Ancient Tusked Sea Cow Unearthed in Panama
The remarkably complete fossil skeleton of a sea cow with large incisor tusks that lived approximately 20 million years ago (Miocene Epoch) has been discovered in Panama.
The newly-discovered sea cow, named Culebratherium alemani, is a tusked seagrass-grazing relative of modern dugongs.
“While only one species of dugong is alive today — a second, Steller’s sea cow, was hunted to extinction within 27 years of its discovery — about 30 species have been recovered in the fossil record,” said Dr. Jorge Velez-Juarbe, a paleontologist in the Department of Mammalogy at the Natural History Museum of Los Angeles County and the Department of Paleobiology at the National Museum of Natural History, Smithsonian Institution.
“The group originated in the West Atlantic and Caribbean and dispersed westward through Panama, whose seaway did not close until a few million years ago, and south to Brazil.”
The fossil skull, vertebrae, ribs and other bones of Culebratherium alemani were recovered from marine deposits of the Culebra Cut of the Panama Canal.
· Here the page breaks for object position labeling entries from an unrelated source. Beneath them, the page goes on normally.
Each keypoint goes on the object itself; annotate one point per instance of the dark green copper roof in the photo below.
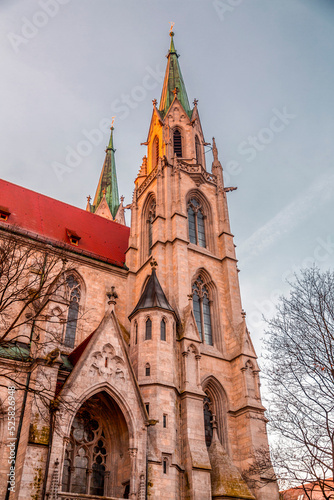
(108, 181)
(173, 79)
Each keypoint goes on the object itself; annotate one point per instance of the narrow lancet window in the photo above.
(163, 330)
(148, 330)
(198, 151)
(177, 143)
(196, 223)
(155, 152)
(151, 217)
(73, 290)
(202, 310)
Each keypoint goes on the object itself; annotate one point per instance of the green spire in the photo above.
(108, 181)
(173, 80)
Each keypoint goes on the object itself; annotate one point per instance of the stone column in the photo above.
(133, 465)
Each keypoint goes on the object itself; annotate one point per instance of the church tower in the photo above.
(189, 344)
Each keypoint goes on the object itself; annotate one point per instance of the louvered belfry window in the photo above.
(196, 223)
(177, 143)
(202, 310)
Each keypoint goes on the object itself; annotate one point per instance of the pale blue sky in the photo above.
(246, 61)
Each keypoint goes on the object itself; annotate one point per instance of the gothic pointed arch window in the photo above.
(155, 152)
(150, 219)
(177, 143)
(84, 469)
(207, 407)
(198, 150)
(147, 219)
(202, 306)
(148, 329)
(163, 329)
(196, 223)
(73, 293)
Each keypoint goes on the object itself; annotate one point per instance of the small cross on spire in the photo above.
(154, 263)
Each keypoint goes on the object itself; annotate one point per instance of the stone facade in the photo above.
(161, 397)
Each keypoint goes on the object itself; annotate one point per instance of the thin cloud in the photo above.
(316, 196)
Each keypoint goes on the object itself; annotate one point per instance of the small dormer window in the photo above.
(4, 213)
(73, 237)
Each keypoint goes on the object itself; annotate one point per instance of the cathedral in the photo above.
(153, 380)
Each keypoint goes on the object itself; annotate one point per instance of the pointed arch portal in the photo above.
(97, 460)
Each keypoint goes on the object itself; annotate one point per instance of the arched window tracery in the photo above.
(150, 219)
(177, 143)
(163, 330)
(207, 408)
(198, 150)
(155, 152)
(148, 329)
(73, 292)
(202, 310)
(86, 453)
(196, 222)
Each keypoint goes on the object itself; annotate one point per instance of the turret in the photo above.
(106, 199)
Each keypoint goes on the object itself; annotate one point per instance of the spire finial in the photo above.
(173, 78)
(154, 264)
(214, 150)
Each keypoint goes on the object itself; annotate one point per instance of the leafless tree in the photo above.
(299, 369)
(33, 280)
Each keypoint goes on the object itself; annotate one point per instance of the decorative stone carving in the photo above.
(106, 364)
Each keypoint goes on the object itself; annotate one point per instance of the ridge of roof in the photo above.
(43, 218)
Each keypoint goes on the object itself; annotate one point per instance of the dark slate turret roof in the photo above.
(152, 296)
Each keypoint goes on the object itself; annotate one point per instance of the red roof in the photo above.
(53, 221)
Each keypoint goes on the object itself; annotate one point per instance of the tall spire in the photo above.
(107, 186)
(173, 82)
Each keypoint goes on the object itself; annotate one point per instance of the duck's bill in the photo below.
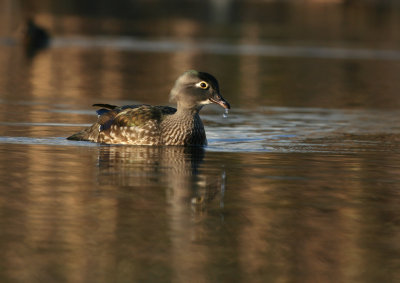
(221, 102)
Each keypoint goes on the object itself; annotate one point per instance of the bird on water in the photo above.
(159, 125)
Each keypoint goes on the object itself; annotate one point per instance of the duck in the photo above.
(159, 125)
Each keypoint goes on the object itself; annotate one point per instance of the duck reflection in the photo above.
(173, 167)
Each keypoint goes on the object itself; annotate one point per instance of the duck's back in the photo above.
(129, 124)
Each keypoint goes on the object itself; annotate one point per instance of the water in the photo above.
(299, 183)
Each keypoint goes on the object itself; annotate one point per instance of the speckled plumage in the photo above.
(158, 125)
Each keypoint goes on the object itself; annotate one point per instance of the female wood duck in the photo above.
(159, 125)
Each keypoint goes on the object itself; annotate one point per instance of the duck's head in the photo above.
(193, 90)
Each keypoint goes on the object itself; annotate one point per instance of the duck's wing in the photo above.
(133, 125)
(114, 118)
(132, 116)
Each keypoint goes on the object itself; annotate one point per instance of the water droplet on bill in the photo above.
(225, 115)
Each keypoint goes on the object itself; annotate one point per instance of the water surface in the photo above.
(299, 183)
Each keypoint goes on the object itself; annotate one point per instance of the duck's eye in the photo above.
(203, 85)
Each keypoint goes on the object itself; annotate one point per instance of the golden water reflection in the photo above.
(168, 214)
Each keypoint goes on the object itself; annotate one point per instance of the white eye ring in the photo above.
(202, 85)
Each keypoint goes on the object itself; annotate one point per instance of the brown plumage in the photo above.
(158, 125)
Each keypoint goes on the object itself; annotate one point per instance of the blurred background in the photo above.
(311, 53)
(299, 184)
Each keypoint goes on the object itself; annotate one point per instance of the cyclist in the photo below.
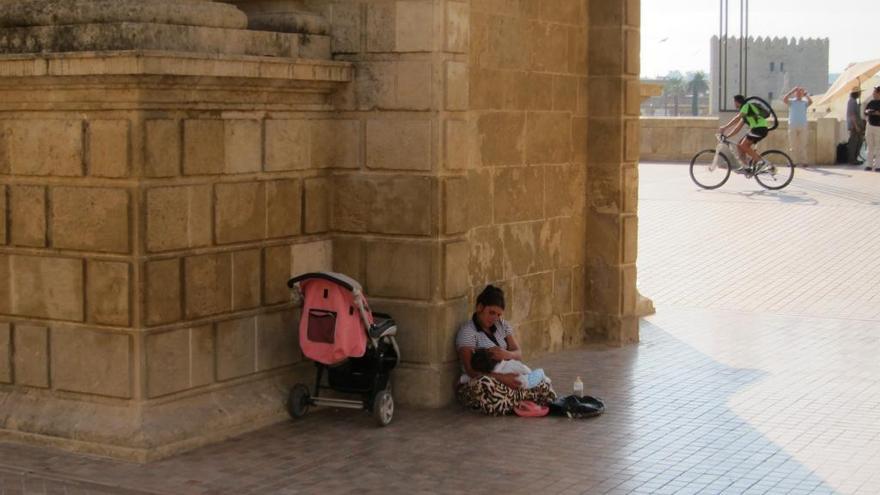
(750, 115)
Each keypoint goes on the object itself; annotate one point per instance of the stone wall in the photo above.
(154, 206)
(679, 139)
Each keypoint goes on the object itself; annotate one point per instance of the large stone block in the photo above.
(606, 50)
(243, 145)
(532, 297)
(179, 217)
(456, 144)
(240, 212)
(548, 137)
(521, 194)
(487, 256)
(179, 360)
(27, 216)
(31, 356)
(207, 284)
(163, 291)
(3, 213)
(562, 291)
(507, 45)
(276, 272)
(563, 186)
(565, 93)
(532, 91)
(380, 27)
(501, 136)
(521, 248)
(457, 26)
(387, 260)
(278, 339)
(203, 149)
(414, 26)
(456, 205)
(45, 287)
(336, 143)
(456, 86)
(548, 47)
(481, 201)
(424, 385)
(246, 268)
(404, 205)
(604, 232)
(167, 356)
(317, 203)
(456, 261)
(348, 257)
(352, 216)
(42, 147)
(162, 148)
(287, 145)
(106, 372)
(283, 208)
(311, 257)
(5, 352)
(236, 348)
(426, 331)
(90, 219)
(347, 27)
(399, 145)
(107, 295)
(109, 148)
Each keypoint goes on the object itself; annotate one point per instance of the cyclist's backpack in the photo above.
(764, 110)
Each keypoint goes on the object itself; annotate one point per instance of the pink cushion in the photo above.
(529, 409)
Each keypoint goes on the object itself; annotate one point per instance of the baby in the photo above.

“About 15 feet (4.6 m) long, this individual was not done growing,” Dr. Velez-Juarbe said.
“Its tusks had only begun to protrude and its newest molars showed little wear, indicating it was not yet an adult. But it was a powerful eater.”
Dr. Velez-Juarbe and his colleague, Dr. Aaron Wood from Iowa State University and the Florida Museum of Natural History, propose that Culebratherium alemani’s thick neck muscles, tusks and downward-pointing snout were adaptations for digging pits in the ocean floor to get to the underground stems of seagrass, the plants’ most nutritional parts.
“Finding Culebratherium alemani is pretty good evidence that there was seagrass in this region 20 million years ago,” Dr. Velez-Juarbe said.
“This particular group of sirenians are seagrass specialists.”
The discovery is described in a paper in the Journal of Vertebrate Paleontology.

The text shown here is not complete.